Etapes de l'histoire d'Israël sous la loi
Dans notre esquisse des diverses dispensations successives, au chapitre précédent, nous n'avons considéré celle de la loi que de façon globale. Or cette période de quinze siècles est extrêmement riche en communications divines et en événements. Essayons d'en préciser les grands traits.
- Israël est quarante ans dans le désert, sous la conduite de Moïse. Le tabernacle a été construit, et l'Éternel habite au milieu de son peuple. Selon ses instructions détaillées, le culte a été institué. Le lien entre l'Éternel et son peuple est maintenu par le moyen de la sacrificature. La traversée du désert - avec toutes ses difficultés - est une épreuve de l'homme, en même temps qu'une manifestation des soins de la grâce de Dieu envers les siens (Deut. 8). Les murmures, l'incrédulité du peuple jalonnent les pages qui nous présentent cette période, de l'Exode au Deutéronome. D'un autre côté, toutes les institutions lévitiques sont des types des choses meilleures que Dieu a en vue pour le temps de la venue de Christ.
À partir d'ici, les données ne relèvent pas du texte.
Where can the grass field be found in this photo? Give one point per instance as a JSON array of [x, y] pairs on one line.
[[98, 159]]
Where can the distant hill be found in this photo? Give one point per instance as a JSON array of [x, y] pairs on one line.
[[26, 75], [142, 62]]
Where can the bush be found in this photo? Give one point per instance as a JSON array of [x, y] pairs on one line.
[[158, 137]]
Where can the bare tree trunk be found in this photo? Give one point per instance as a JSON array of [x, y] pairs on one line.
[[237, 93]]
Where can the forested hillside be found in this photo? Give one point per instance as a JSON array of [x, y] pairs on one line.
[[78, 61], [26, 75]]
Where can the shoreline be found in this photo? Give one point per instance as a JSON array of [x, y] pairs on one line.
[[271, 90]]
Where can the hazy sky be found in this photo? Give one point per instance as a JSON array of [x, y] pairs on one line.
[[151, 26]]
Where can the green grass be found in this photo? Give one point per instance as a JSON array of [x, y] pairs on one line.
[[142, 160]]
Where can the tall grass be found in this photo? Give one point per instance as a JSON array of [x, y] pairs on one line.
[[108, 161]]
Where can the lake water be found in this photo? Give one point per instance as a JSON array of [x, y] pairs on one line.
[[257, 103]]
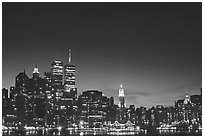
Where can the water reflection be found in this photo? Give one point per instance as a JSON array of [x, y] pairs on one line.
[[66, 132]]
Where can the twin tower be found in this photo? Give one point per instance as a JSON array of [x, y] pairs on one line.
[[68, 71]]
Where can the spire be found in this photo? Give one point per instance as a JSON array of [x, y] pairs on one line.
[[35, 69], [69, 56]]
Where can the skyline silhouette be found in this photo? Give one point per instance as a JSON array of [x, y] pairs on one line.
[[153, 49]]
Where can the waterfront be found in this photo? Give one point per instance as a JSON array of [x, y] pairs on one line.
[[97, 132]]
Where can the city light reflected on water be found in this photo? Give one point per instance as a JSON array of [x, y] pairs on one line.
[[92, 132]]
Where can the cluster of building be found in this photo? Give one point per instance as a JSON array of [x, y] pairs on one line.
[[52, 101]]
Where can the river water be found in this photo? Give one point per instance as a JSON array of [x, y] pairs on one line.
[[65, 132]]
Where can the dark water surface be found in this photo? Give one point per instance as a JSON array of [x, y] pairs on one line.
[[65, 132]]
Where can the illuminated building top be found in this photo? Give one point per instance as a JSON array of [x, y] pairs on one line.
[[187, 99], [69, 74], [121, 91], [36, 70]]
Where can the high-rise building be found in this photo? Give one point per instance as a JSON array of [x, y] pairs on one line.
[[21, 82], [93, 107], [35, 109], [121, 97], [69, 74], [57, 72]]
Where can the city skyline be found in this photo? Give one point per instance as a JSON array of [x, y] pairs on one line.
[[157, 56]]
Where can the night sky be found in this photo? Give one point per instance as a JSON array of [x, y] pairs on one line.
[[153, 49]]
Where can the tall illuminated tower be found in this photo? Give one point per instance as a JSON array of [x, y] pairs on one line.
[[57, 72], [69, 74], [121, 97]]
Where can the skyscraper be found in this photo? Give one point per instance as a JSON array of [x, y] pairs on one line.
[[69, 74], [121, 97], [57, 72]]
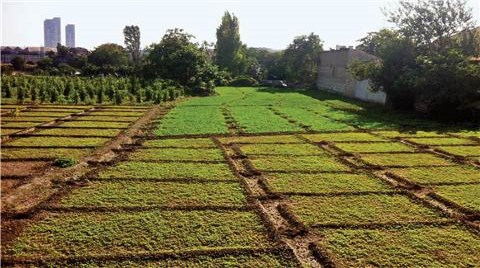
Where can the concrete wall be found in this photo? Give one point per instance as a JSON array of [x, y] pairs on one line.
[[333, 75]]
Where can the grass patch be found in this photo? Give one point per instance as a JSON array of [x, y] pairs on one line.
[[90, 234], [405, 159], [464, 195], [120, 193], [78, 132], [432, 175], [282, 149], [375, 208], [324, 183], [159, 171], [441, 141], [262, 139], [180, 143], [286, 163], [381, 147], [177, 154], [39, 153], [347, 136], [92, 124], [258, 119], [57, 142], [192, 120], [428, 246]]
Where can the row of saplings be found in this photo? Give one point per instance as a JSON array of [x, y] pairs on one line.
[[76, 90]]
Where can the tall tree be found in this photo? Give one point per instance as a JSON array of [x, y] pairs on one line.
[[132, 42], [230, 53]]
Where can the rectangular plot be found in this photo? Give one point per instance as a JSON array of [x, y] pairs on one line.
[[57, 142], [324, 183], [177, 154], [432, 175], [467, 195], [93, 234], [78, 132], [180, 143], [262, 139], [282, 149], [346, 136], [192, 120], [405, 159], [461, 150], [121, 193], [361, 209], [90, 124], [159, 171], [304, 163], [38, 153], [381, 147], [426, 246], [441, 141], [257, 119]]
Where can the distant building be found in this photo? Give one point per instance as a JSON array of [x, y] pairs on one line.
[[52, 32], [70, 35], [333, 75]]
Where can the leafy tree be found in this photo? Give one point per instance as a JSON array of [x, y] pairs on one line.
[[301, 58], [230, 53], [132, 42]]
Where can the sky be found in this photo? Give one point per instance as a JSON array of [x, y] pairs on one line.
[[263, 23]]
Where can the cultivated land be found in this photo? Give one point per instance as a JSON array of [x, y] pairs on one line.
[[250, 177]]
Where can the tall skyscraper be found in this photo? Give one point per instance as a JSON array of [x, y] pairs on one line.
[[51, 32], [70, 35]]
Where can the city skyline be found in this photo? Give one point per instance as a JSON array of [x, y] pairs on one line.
[[262, 23]]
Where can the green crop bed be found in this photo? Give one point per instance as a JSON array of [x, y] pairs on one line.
[[381, 147], [281, 149], [146, 193], [339, 137], [427, 246], [57, 142], [441, 141], [257, 119], [91, 124], [192, 120], [324, 183], [314, 121], [38, 153], [180, 143], [181, 154], [361, 209], [303, 163], [433, 175], [461, 150], [464, 195], [78, 132], [90, 234], [159, 171], [404, 159]]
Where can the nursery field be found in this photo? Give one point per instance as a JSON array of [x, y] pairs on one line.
[[250, 177]]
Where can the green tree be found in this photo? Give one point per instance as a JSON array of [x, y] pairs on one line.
[[132, 42], [230, 53]]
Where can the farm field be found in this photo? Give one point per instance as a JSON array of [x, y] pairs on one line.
[[250, 177]]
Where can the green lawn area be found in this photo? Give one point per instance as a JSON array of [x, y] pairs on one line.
[[374, 208], [149, 193], [427, 246]]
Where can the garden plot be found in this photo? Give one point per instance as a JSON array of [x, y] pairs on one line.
[[165, 171], [352, 210], [324, 183], [149, 232], [424, 246], [147, 193], [438, 175]]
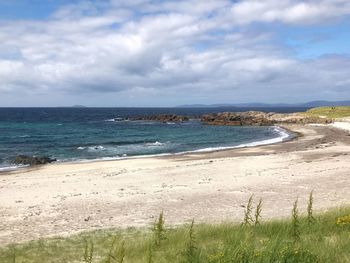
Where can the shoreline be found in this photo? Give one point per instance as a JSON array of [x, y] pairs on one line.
[[64, 199], [287, 135]]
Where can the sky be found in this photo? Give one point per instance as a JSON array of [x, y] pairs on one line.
[[143, 53]]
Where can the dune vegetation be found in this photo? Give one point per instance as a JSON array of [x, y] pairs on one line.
[[330, 112], [305, 237]]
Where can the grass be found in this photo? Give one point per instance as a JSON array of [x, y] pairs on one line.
[[310, 238], [330, 112]]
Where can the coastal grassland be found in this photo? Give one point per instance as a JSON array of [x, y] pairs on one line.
[[330, 112], [308, 238]]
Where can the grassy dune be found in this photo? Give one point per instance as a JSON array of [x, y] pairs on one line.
[[330, 112], [308, 238]]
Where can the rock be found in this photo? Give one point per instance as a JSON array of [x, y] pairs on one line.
[[260, 118], [32, 160], [162, 118], [237, 118]]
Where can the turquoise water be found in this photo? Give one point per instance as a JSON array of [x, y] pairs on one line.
[[72, 134]]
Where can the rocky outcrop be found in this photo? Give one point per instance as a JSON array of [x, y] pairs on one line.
[[162, 118], [32, 160], [258, 118]]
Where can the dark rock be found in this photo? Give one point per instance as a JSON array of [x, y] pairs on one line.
[[162, 118], [260, 118], [32, 160]]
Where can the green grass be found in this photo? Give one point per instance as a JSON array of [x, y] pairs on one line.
[[330, 112], [326, 238]]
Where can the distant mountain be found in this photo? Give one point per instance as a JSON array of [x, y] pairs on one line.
[[310, 104], [79, 106]]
Elles sont bien « l'ombre des choses à venir » (Col. 2 : 17 ; Héb. 10 : 1), « la figure et l'ombre des choses célestes » (Héb. 8 : 5).
- Sous la conduite de Josué, successeur de Moïse, Israël fait la conquête de Canaan, pays que Dieu avait promis à Abraham et à ses fils. Le tabernacle est dressé à Silo et la sacrificature demeure le lien officiel du peuple avec Dieu. La fidélité d'Israël est mise à l'épreuve d'une nouvelle manière. Le peuple aura-t-il l'énergie nécessaire pour conquérir de fait le pays que Dieu lui a donné ? (Jos. 1 : 3). Et saura-t-il demeurer « séparé de tout peuple qui est sur la face de la terre » ? Hélas ! la conquête incomplète du pays ouvre la porte à la cohabitation avec des nations idôlatres ; les conséquences en seront désastreuses.
- Dans la période des juges, l'histoire d'Israël se déroule selon un cycle affligeant : le peuple abandonne l'Eternel et s'attache aux idoles ; l'Eternel le livre en la main de ses ennemis pour le discipliner; dans la détresse, le peuple crie à l'Eternel; celui-ci use de miséricorde envers son peuple et suscite un juge pour le délivrer. Puis, le pays est en repos quelques années, et le cycle recommence (cf. Jug. 2 : 16-19). De façon générale, le rôle du juge comme conducteur du peuple est très limité ; Israël est sous le gouvernement direct de Dieu, selon cette parole prononcée plus tard : « Et votre Dieu, était votre roi » (1 Sam. 12 : 12). Mais en fait, « en ces jours-là, il n'y avait pas de roi ; chacun faisait ce qui était bon à ses yeux » (Jug. 17 : 6 ; 21 : 25).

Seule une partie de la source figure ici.